Mark @ 12:04 pm, certainly my assessment of the President now changes but not the organisation. Is that remembered in this debate?
Re (43) Graham Bell
“I got most of my information from exporters and people in the shipping industry”
Gossip and anecdotes – a solid research foundation!!
FYI there were incremental improvements in the late 80s/early 90s associated with the WIRA processes – but very little after that until the dispute.In fact during the decade prior to the dispute the crane rate inched up from 16 to 18. Perhaps, however, the real villains in the sorry saga were the anti-competitive actions of the MUA combining with Patricks and P&O to force OOCL to withdraw from the Port of Melbourne project. Those actions cut out a third player which may, through the force of competition, have averted the subsequent dispute. But that, of course, is speculation – another view suggests they may actually have deserved each other!!
I would suggest, if you seriously wish to understand the dispute and its background, you should examine some of the Productivity Commission papers on benchmarking the container stevedoring industry and Parliamentary Library Notes about that time.

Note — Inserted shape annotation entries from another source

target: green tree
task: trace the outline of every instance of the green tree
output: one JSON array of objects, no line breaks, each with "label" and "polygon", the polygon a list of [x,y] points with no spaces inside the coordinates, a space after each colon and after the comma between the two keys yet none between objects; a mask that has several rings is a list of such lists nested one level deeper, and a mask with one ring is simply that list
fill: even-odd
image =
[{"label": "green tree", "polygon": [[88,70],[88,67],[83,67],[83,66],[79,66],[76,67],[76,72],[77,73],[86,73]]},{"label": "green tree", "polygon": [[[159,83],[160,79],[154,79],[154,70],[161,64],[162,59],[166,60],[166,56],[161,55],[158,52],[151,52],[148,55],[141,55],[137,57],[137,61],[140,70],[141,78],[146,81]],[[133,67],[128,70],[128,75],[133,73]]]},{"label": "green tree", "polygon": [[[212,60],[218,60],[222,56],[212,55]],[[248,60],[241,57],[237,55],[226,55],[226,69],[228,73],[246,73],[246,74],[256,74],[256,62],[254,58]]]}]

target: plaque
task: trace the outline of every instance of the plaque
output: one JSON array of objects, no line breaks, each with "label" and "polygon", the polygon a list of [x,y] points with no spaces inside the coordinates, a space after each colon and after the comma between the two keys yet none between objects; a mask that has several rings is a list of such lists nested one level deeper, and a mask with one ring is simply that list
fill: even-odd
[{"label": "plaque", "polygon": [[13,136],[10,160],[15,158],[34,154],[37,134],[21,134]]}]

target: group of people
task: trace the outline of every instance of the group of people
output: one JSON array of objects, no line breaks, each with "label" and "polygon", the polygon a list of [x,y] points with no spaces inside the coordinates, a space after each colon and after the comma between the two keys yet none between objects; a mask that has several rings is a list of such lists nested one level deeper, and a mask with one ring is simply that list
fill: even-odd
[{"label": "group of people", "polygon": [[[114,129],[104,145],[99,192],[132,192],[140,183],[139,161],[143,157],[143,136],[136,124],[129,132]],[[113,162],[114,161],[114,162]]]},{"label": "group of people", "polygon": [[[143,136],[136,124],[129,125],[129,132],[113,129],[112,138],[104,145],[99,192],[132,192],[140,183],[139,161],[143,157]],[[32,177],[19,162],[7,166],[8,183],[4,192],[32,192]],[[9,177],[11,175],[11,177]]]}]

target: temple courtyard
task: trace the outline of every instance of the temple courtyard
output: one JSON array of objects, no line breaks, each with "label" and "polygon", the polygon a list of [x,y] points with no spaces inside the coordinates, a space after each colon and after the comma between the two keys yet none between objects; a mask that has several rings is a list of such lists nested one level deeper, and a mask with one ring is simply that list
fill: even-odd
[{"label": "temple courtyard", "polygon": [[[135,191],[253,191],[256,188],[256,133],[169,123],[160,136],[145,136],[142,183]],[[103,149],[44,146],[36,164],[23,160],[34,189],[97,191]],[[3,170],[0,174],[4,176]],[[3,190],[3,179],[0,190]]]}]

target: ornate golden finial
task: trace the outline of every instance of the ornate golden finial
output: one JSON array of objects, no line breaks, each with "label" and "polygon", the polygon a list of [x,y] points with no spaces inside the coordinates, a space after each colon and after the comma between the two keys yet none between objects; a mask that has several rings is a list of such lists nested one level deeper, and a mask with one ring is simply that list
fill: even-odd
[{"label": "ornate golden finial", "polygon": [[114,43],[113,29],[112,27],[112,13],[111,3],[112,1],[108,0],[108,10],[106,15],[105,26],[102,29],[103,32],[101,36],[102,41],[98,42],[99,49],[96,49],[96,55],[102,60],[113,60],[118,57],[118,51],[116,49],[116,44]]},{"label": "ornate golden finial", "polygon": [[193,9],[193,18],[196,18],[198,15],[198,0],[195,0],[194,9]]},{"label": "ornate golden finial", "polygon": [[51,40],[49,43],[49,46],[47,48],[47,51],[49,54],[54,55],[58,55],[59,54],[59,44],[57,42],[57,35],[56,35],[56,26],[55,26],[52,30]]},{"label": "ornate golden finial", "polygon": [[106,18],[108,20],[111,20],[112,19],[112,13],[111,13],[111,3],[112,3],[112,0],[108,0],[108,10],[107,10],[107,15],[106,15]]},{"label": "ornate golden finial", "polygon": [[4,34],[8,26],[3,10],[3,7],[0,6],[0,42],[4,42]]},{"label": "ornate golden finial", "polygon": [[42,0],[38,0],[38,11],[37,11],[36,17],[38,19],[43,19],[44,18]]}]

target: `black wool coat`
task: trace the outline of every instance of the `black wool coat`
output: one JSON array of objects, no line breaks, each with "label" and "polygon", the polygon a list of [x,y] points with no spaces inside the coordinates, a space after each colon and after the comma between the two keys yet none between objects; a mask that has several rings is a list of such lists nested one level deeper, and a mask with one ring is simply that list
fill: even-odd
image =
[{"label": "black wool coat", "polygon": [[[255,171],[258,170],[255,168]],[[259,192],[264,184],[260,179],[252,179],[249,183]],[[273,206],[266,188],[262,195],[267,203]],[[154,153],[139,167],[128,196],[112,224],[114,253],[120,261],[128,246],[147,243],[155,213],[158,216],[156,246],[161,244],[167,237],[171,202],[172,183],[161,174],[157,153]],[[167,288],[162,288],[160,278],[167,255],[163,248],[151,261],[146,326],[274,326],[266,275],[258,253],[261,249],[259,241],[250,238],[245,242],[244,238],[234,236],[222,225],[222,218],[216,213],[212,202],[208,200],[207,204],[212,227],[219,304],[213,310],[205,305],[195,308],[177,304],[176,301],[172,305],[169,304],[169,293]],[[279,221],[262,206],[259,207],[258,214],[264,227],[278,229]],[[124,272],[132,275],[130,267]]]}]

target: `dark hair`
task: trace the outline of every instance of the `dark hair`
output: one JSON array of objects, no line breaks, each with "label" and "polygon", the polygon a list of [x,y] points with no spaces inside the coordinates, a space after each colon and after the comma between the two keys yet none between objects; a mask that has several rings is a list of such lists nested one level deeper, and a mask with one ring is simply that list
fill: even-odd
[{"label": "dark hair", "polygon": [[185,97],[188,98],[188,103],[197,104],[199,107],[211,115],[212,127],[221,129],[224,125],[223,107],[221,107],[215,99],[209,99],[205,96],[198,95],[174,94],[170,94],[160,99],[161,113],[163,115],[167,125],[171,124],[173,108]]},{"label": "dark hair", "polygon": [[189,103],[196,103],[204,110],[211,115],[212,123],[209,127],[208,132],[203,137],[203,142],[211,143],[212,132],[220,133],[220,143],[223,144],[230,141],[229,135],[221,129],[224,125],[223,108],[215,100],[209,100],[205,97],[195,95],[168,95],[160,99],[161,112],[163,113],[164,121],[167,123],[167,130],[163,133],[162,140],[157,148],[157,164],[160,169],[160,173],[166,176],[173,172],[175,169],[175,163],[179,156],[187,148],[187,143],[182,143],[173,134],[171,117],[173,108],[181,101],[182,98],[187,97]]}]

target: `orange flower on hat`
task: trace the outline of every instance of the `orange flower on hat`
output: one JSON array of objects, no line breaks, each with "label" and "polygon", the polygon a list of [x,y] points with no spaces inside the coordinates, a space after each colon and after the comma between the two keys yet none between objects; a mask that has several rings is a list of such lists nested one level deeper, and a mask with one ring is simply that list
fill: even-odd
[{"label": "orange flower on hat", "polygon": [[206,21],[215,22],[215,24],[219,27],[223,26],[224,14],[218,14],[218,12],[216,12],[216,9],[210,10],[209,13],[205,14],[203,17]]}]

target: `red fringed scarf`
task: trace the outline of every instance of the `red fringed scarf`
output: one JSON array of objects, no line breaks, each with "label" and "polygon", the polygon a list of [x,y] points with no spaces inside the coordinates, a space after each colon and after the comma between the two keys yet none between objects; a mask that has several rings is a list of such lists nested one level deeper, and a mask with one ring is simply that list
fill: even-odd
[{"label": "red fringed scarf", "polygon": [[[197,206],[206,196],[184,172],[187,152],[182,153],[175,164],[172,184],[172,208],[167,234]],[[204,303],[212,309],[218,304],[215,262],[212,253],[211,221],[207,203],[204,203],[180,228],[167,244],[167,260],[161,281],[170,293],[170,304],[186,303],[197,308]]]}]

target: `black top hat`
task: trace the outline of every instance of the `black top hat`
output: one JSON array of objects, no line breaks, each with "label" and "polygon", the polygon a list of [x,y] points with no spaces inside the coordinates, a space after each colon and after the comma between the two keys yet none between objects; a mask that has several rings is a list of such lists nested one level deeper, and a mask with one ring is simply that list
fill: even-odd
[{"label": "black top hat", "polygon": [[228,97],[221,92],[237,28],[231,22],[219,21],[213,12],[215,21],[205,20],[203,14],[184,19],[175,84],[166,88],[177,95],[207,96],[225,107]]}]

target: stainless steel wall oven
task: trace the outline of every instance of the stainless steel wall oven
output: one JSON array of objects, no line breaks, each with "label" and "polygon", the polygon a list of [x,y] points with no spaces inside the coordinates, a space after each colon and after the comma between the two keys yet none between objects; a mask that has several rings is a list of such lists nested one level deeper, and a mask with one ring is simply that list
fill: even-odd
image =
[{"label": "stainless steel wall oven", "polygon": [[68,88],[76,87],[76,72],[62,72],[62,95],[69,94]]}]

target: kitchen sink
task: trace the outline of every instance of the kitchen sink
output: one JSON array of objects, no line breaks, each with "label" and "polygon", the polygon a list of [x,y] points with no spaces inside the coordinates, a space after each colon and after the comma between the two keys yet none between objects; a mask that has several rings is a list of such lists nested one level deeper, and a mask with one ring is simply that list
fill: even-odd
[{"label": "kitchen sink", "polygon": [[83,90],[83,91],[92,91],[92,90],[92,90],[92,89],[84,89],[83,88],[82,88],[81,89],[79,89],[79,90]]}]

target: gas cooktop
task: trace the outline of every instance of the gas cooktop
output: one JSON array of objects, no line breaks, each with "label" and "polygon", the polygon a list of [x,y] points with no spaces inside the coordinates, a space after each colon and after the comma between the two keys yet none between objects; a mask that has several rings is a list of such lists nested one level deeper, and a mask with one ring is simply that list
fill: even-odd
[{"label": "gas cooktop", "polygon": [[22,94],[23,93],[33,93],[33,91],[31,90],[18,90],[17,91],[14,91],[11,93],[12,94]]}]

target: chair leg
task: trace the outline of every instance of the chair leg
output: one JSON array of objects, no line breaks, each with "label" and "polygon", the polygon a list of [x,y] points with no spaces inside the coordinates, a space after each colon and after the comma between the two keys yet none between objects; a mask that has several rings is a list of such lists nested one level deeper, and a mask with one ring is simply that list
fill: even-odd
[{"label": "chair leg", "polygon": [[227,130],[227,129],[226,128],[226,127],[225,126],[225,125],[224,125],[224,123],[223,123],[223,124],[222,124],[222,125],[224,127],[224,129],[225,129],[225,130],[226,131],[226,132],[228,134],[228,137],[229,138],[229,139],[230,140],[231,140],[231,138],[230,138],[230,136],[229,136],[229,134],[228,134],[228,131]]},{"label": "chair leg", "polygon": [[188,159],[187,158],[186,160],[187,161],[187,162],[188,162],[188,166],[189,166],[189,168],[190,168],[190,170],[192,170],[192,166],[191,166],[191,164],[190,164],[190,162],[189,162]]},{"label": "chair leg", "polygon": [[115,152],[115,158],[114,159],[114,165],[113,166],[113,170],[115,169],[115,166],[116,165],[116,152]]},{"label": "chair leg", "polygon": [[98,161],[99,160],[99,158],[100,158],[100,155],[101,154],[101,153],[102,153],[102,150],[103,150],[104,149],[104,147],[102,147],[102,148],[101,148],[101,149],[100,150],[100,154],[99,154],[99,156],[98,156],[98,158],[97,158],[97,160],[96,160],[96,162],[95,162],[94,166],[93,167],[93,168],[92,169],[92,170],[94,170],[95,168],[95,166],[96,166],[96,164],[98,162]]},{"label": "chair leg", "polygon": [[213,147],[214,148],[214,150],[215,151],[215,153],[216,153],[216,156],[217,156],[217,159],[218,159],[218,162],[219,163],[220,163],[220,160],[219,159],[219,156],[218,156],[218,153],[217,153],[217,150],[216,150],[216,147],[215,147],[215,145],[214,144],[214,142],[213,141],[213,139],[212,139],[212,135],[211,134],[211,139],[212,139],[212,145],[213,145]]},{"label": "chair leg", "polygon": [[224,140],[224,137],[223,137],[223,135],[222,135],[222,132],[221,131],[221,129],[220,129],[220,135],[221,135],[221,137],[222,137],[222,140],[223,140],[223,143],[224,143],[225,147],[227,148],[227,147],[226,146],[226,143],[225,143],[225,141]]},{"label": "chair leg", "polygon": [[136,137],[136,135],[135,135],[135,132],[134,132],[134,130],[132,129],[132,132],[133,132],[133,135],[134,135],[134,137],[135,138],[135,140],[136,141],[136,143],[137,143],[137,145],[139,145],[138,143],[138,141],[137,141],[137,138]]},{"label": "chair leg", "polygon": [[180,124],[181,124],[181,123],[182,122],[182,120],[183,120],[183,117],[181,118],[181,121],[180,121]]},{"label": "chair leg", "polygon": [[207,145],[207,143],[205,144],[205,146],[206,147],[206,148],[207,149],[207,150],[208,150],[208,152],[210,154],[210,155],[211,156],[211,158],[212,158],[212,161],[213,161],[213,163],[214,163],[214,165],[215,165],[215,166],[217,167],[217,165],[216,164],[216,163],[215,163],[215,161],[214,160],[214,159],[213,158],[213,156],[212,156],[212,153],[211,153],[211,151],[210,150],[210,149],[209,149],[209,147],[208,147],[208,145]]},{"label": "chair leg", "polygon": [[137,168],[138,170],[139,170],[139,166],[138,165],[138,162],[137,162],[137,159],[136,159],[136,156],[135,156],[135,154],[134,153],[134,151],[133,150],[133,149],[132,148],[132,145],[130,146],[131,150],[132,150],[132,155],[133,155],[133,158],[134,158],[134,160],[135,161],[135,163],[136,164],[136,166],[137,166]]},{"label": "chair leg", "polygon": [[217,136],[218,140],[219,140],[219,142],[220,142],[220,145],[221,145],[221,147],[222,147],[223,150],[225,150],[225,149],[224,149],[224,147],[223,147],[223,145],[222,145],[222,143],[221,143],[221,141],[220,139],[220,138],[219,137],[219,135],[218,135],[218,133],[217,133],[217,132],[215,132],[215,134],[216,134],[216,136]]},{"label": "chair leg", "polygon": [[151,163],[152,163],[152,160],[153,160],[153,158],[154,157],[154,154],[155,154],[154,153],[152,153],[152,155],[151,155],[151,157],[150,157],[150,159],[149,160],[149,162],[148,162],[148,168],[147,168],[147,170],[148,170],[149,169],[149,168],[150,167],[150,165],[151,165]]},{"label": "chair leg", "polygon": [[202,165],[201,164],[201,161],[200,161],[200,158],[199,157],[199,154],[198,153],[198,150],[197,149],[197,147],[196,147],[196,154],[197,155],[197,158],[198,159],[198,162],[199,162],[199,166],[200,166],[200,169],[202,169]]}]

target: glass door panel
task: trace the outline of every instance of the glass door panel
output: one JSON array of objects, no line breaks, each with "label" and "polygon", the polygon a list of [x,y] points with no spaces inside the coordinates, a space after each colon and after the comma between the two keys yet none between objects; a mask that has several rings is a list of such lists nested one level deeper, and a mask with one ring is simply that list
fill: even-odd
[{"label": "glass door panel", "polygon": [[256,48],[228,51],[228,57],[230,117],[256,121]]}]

Perhaps you will find that more illuminating than anecdotes etc from vested interests!!
Dr Jayant Patel?
(Have to say the question sounds like it should have been asked by a well-meaning Nanna.)
*Practises croaky voice*
Doctors are overrated monopolists, exploiting the ludicrous bias of the media in their favor to win higher and higher incomes at taxpayer and patient expense. Specialist taxable incomes are now approaching the 1m plus mark (as the recent Kossmann controversy in Melbourne showed).
The self imposed shortages of surgeons are now a national disagrace, and a toxic health hazard. All Australians have to stand up against this union – fast.
“I rolled my eyes as I walked past it, but if the DRS had had something there I might’ve signed up.”
GW@ 66. Contact Doctors Reform Society through their website or phone.
I am sure they would be thrilled to here from an obviously progressive medical student.
There was an interesting program on SBS the other week involving a journalist (no not Michael Moore) visiting various countries, including Japan, Taiwan and Germany, and comparing them with the US. It was fascinating because all the countries had different approaches, but none seemed to treat medical practitioners with the veneration that we seem to here.
Taiwan was particularly interesting because they were basically starting from scratch, and tried to get the best ideas from around the world. One point that was made very strongly was that the idea of having to get a referral from a GP to see a specialist was inefficient and to be avoided at all costs.
The Return of Herindoors. Worth taking on board.
As for the Australian Mememememememe Association, I reckon they should dump the mean-spirited one & get w/ the scene. Surely their BMW elite can find time to look into their hearts & do a good deed w/out requiring another yacht & 20 course meal to fill the empty void?
Still, I know they represent plenty of good guys & gals too. Hopefully they’ll work this mess out.
Upgrade the nurses I say…& train more, more, more.
Domination of a sector is not healthy, particularly in a country w/ a small population…remembering a certain music host/God/bore who brought us all the great medical hits like this at the expense of our sanity, blood pressure & alternative artsist?:
http://www.youtube.com/watch?v=5xRAQgrNNDM
(Doctor, Doctor)
Good points Mark. Considering you must be exhausted.
Pardon me but I don’t think doctors should double as cops. And thats what the re-invasion boils down to imo. Trialling out police state tactics for later use in the ‘burbs.
Like Macquarie Fields.
Having the army crack down on the black( no pun intended) economy is a disaster.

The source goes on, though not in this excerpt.